Signomi, then milow ellenica. But Mary Norris does.

Apr 2, 2019 | Feature, Town Crier

The island of Milos is beautiful. “What’s good enough for Aphrodite is good enough for me,” notes philhellene Mary Norris, the famed “Comma Queen” who has worked at the New Yorker’s copy desk for years. Corfu is a beautiful and civilized place, as well. Don’t get Norris started on the Dodecanese—the island group in the southeastern Aegean. “The sea there.” That’s all the words she needs to describe one of the most beautiful places she’s seen on earth.

Norris has had a lifelong fascination with Greece and the Greek language. Her new book is Greek to Me: Adventures of the Comma Queen. Norris will discuss the book, Greece, language (‘Signomi, then milow ellenica’ means ‘Sorry, I don’t speak Greek’), and the adventures she’s had there—amongst crumbling temples, olive trees, and ouzo—on May 1 at the Forum at Town Hall. Tickets are sold out but there will be a stand-by line at the door.

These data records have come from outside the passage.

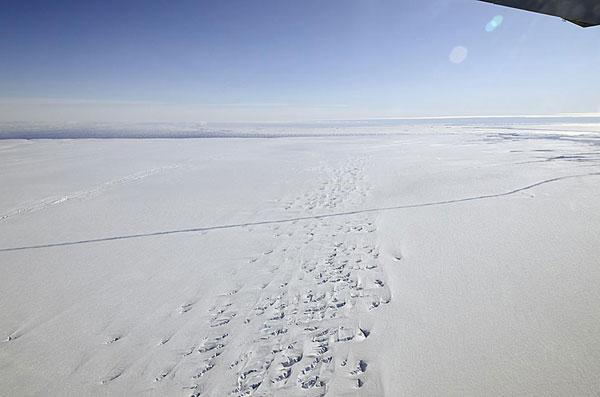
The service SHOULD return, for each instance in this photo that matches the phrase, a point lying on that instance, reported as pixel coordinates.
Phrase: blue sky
(286, 60)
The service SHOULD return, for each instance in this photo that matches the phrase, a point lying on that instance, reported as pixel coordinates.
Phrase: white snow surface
(440, 262)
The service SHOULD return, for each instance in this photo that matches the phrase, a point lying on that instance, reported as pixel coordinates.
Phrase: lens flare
(494, 23)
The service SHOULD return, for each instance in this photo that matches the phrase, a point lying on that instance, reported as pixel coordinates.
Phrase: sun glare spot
(494, 23)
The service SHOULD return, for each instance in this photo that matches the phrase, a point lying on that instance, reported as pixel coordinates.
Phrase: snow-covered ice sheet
(434, 263)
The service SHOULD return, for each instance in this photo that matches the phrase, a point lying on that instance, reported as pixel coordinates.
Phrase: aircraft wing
(584, 13)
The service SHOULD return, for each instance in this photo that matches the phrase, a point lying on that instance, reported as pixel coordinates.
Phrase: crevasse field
(438, 260)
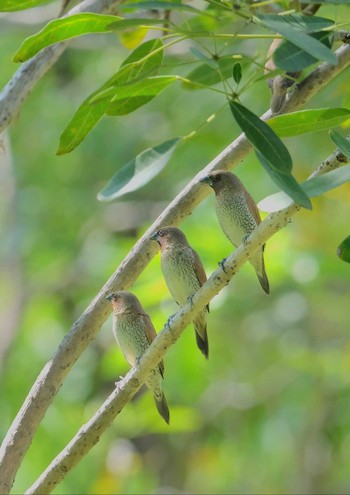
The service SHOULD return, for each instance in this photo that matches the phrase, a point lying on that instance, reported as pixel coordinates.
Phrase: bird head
(221, 179)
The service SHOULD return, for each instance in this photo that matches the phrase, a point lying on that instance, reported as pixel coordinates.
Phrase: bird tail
(258, 262)
(201, 336)
(162, 406)
(264, 281)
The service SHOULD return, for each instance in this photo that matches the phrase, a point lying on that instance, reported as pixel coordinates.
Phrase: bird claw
(168, 322)
(222, 264)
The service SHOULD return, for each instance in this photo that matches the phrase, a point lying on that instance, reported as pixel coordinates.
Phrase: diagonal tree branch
(90, 433)
(31, 71)
(83, 331)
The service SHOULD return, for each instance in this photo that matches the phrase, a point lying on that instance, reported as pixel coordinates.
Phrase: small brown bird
(238, 215)
(134, 332)
(184, 275)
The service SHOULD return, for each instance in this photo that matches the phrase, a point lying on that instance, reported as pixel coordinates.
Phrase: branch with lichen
(84, 330)
(91, 432)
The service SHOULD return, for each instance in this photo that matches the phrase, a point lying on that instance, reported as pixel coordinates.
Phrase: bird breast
(234, 216)
(179, 273)
(129, 331)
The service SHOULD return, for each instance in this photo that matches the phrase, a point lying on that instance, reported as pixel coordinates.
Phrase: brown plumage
(184, 275)
(238, 215)
(134, 332)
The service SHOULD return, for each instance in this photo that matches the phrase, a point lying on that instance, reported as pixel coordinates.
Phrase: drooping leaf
(205, 75)
(295, 28)
(124, 24)
(144, 60)
(63, 29)
(262, 137)
(312, 187)
(292, 58)
(271, 152)
(237, 72)
(139, 171)
(127, 98)
(303, 121)
(13, 5)
(343, 250)
(286, 181)
(341, 142)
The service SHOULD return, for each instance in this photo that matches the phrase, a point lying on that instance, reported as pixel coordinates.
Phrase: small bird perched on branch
(134, 332)
(238, 215)
(184, 275)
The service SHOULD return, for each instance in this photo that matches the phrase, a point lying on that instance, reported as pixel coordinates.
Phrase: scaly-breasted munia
(134, 332)
(184, 275)
(238, 215)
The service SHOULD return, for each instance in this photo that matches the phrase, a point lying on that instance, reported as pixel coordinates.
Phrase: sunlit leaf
(262, 137)
(63, 29)
(294, 27)
(343, 250)
(139, 171)
(312, 187)
(144, 60)
(205, 75)
(303, 121)
(13, 5)
(271, 152)
(292, 58)
(341, 142)
(127, 98)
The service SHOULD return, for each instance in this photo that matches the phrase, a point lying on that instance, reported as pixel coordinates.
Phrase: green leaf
(205, 75)
(286, 181)
(312, 187)
(303, 121)
(63, 29)
(124, 24)
(343, 250)
(262, 137)
(13, 5)
(237, 72)
(271, 152)
(294, 27)
(341, 142)
(291, 58)
(139, 171)
(127, 98)
(144, 60)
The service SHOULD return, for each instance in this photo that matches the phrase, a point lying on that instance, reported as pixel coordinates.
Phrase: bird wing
(199, 270)
(253, 208)
(151, 335)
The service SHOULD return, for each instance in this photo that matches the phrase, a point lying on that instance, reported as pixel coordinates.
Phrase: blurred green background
(269, 411)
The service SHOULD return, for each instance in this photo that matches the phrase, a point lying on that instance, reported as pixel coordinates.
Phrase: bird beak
(207, 180)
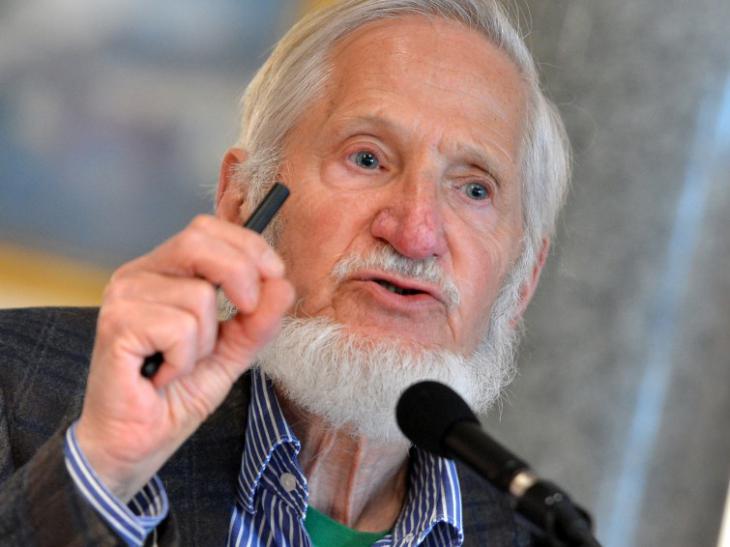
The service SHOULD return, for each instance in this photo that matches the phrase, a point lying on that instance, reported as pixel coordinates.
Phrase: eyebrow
(475, 156)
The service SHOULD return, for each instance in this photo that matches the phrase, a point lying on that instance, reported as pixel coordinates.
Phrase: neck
(356, 481)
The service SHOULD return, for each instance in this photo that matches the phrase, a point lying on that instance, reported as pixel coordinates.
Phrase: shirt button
(288, 481)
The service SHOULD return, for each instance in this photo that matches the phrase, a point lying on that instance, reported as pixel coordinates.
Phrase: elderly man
(426, 170)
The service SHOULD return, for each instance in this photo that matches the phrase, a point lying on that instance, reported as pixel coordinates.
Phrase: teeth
(396, 290)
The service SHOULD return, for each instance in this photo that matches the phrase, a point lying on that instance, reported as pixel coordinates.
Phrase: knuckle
(203, 296)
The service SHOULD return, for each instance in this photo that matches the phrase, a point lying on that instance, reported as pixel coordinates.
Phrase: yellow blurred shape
(34, 278)
(316, 4)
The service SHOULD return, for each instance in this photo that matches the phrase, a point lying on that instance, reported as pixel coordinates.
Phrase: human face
(414, 145)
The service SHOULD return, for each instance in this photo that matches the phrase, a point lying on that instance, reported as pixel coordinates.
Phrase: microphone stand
(549, 510)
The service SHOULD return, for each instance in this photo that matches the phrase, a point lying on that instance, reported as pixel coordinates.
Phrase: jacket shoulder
(44, 359)
(488, 516)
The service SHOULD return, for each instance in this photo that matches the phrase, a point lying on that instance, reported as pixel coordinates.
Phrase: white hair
(295, 74)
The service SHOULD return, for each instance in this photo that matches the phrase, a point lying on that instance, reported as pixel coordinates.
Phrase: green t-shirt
(326, 532)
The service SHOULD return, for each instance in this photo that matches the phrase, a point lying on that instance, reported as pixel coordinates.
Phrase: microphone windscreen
(426, 411)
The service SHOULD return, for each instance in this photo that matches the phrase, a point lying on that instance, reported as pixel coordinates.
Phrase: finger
(193, 295)
(245, 240)
(128, 331)
(243, 335)
(211, 259)
(205, 227)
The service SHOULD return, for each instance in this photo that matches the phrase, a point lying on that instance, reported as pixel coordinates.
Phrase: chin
(353, 378)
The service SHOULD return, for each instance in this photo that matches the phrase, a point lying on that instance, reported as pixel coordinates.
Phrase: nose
(411, 220)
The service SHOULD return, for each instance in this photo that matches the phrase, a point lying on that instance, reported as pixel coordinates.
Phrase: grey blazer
(44, 356)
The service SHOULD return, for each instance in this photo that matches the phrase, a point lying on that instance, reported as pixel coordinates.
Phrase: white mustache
(388, 260)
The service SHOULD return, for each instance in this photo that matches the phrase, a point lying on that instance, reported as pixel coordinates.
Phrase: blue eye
(475, 191)
(366, 160)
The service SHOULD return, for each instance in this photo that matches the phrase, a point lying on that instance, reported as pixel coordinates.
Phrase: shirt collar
(271, 449)
(270, 446)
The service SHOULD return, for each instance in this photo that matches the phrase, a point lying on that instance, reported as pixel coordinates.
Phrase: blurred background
(114, 116)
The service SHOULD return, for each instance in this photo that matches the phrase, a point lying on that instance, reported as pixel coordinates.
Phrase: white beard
(353, 381)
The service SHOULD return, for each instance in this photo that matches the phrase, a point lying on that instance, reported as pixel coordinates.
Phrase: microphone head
(426, 411)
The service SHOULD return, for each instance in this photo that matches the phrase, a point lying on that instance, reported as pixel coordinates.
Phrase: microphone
(434, 418)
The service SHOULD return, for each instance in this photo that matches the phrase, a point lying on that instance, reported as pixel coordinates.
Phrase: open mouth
(396, 289)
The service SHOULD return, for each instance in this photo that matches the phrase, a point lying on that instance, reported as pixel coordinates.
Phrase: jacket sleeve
(39, 502)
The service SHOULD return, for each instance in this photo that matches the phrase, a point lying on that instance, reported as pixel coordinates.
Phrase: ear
(527, 290)
(231, 193)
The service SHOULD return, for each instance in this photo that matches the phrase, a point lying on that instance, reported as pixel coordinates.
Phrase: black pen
(258, 221)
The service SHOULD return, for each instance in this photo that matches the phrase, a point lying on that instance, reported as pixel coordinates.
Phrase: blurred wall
(114, 117)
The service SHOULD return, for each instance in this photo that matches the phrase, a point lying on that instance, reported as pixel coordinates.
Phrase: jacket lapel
(201, 477)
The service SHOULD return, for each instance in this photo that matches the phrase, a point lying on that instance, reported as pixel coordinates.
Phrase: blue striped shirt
(272, 492)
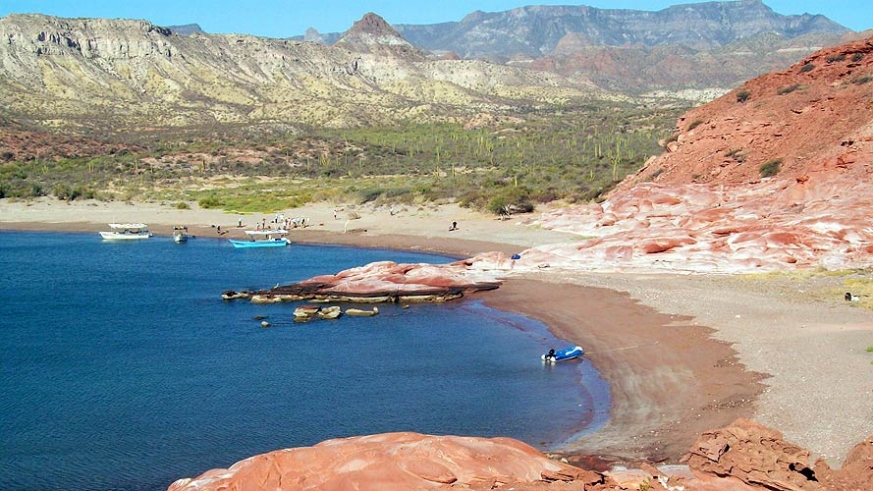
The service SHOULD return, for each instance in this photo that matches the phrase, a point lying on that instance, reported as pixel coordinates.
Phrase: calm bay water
(121, 367)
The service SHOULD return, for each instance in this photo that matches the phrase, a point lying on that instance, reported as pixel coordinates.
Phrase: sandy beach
(682, 353)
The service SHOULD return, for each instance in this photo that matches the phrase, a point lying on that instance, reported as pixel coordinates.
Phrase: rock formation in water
(383, 281)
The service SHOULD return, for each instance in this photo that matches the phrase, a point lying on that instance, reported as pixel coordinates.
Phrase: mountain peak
(372, 34)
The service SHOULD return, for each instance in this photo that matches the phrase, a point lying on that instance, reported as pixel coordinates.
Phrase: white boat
(126, 231)
(263, 238)
(180, 234)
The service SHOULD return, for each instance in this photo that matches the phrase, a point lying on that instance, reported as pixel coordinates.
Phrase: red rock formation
(760, 458)
(775, 175)
(392, 461)
(814, 117)
(742, 457)
(383, 281)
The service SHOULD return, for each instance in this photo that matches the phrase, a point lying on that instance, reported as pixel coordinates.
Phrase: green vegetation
(771, 168)
(736, 154)
(694, 124)
(787, 89)
(574, 154)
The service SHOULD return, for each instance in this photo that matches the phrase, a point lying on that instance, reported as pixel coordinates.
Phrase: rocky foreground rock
(743, 456)
(380, 282)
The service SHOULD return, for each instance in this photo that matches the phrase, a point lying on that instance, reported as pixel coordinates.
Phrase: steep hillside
(812, 118)
(99, 73)
(773, 176)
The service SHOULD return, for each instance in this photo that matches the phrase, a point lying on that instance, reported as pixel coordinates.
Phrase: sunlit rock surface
(386, 462)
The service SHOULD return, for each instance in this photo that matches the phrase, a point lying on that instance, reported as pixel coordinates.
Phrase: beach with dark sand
(682, 353)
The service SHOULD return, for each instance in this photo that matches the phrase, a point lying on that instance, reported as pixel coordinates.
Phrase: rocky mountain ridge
(692, 50)
(771, 177)
(127, 73)
(537, 31)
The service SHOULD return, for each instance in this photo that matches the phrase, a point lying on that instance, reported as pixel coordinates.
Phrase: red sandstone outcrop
(391, 462)
(744, 456)
(760, 458)
(382, 281)
(774, 175)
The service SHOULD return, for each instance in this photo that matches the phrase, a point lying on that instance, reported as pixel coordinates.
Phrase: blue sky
(284, 18)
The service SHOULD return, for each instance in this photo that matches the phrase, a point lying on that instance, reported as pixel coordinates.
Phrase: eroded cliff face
(93, 71)
(814, 118)
(773, 176)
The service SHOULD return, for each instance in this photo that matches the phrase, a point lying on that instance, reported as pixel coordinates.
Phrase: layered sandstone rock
(382, 281)
(742, 457)
(389, 462)
(760, 458)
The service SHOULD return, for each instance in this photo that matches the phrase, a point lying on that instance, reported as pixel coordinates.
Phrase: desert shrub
(787, 89)
(655, 174)
(370, 194)
(510, 199)
(735, 154)
(771, 168)
(211, 201)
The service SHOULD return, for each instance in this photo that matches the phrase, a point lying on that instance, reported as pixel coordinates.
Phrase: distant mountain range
(86, 72)
(693, 50)
(538, 31)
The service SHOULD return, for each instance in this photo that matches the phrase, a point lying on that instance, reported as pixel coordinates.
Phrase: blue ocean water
(121, 368)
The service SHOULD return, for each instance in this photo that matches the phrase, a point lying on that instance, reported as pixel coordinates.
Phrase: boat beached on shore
(126, 231)
(263, 238)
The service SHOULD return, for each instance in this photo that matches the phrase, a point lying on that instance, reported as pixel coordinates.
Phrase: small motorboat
(570, 353)
(362, 312)
(180, 234)
(306, 312)
(331, 312)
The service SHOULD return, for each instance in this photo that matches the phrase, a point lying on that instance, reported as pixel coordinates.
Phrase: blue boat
(570, 353)
(263, 238)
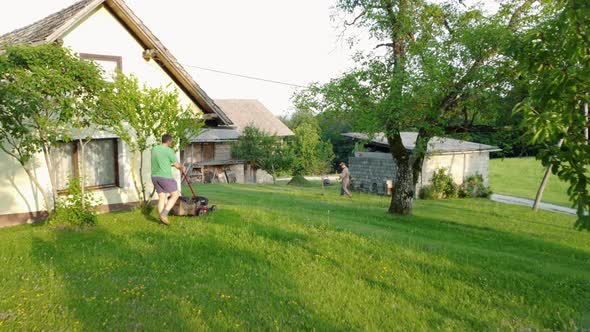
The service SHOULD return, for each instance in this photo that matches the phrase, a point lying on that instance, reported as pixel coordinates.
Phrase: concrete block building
(372, 170)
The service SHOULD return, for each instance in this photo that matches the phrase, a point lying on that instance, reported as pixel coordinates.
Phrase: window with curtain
(101, 163)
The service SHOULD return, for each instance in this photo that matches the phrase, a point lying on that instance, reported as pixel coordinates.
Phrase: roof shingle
(39, 31)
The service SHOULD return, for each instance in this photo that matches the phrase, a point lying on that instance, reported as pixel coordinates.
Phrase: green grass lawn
(281, 258)
(522, 176)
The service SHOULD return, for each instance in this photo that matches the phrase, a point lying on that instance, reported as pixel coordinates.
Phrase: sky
(294, 42)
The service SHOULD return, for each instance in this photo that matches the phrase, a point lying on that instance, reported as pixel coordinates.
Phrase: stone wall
(370, 174)
(370, 171)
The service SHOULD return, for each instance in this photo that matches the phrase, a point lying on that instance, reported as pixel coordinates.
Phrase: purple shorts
(164, 185)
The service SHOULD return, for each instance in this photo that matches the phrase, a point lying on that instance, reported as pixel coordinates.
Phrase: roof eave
(149, 41)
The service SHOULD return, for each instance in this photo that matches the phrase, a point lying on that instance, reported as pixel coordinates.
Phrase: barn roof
(245, 112)
(56, 26)
(437, 145)
(217, 135)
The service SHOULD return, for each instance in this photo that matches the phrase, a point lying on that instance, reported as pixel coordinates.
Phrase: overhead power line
(244, 76)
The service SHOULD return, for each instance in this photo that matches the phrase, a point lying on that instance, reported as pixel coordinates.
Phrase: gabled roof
(245, 112)
(217, 135)
(436, 145)
(55, 26)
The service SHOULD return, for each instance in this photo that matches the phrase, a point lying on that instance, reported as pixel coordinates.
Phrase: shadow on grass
(161, 279)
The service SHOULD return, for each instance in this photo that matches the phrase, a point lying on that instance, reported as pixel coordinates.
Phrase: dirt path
(529, 202)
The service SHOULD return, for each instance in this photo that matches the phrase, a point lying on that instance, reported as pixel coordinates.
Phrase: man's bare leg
(161, 202)
(172, 200)
(345, 187)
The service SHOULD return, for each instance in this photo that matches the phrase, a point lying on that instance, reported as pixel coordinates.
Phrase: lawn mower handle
(189, 184)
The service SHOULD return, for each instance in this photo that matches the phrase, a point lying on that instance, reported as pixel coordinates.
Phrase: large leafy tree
(555, 59)
(311, 155)
(141, 116)
(433, 64)
(45, 91)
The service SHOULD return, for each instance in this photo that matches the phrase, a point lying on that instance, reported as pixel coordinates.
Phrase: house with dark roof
(372, 171)
(109, 33)
(209, 157)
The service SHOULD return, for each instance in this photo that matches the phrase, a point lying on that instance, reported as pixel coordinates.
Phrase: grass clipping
(299, 181)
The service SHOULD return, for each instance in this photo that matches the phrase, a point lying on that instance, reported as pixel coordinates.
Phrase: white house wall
(100, 34)
(459, 165)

She first gravitated towards ancient Greece through movies. Time Bandits struck her. Jason and Argonauts did, as well. Ulysses. “I loved those movies. The minotaurs and gods and heroes.” She watched movies and read all the mythology. She grew to love the stories of the cyclops. The story of the Roman goddess Ceres, who turned men into pigs. Athena is her favorite Greek god. “She’s the goddess of wisdom. She never married. She was Zeus’s favorite, and she gave such good guidance.” Athena was also the goddess of war. She was known for her strategic skill in warfare. So fearsome she was born fully formed from Zeus’s forehead in full armor.

Athena

After Norris watched Terry Gilliam’s Time Bandits, seeing a hunky Sean Connery as Agamemnon, she went the very next day to her boss at the New Yorker and told him she wanted to go to Greece. Her boss loved Greece and immediately took off the shelf a slim volume entitled A Modern Greek Reader for Beginners by J.T. Pring. The fact that her boss could read Greek at all astonished her.

Sean Connery in “Time Bandits”

In Greek to Me, she writes, “Seeing Ed unlock a Greek sentence gave me a Helen Keller moment: Greek could be lucid! It did not have to be unintelligible, as in the famous words of Casca in Shakespeare’s Julius Caesar: ‘It was Greek to me.’ Those letters could be penetrated, and here was the proof.” Having a lifelong interest in reading and writing—matching letters to sounds; building words; studying syntax and phonics—Norris discovered she could begin it all again with a whole new alphabet.

So she studied modern Greek. And then she studied ancient Greek. “The most beautiful letter in Greek? I like Xi. It sounds like KS, sort of like our X. Ooh, and also Omega.” The more she learned Greek the more she discovered how Greek, though exotic, is similar to English in many ways and has deeply influenced our own language. Greek, in fact, helped form English.

“It teaches you a lot about your own language,” she says of studying Greek in all its forms. “It’s also a link to the glories of the past.” A past where Homer wrote the Iliad and the Odyssey; where Constantine Cavafy wrote the beloved poem “Ithaca”; where Euripides wrote Medea. Norris delights that she can read them all in the original text. By reading Sappho’s words, or Herodotus’, or Socrates’, she brings them back to life—for language doesn’t die if it’s passed on to others. She’s thrilled to be that receptacle. The time of Odysseus and the mythic Trojan Wars are still present.

Something Norris says to Greeks living and long dead is one of her favorite words in their language, efcharisto (ευχαριστώ) (“thank you”). From it, we get the English word eucharist. “It has a beautiful deep meaning of gratitude and grace,” she says. To that, she raises a glass of ouzo to the lands of gods and poets.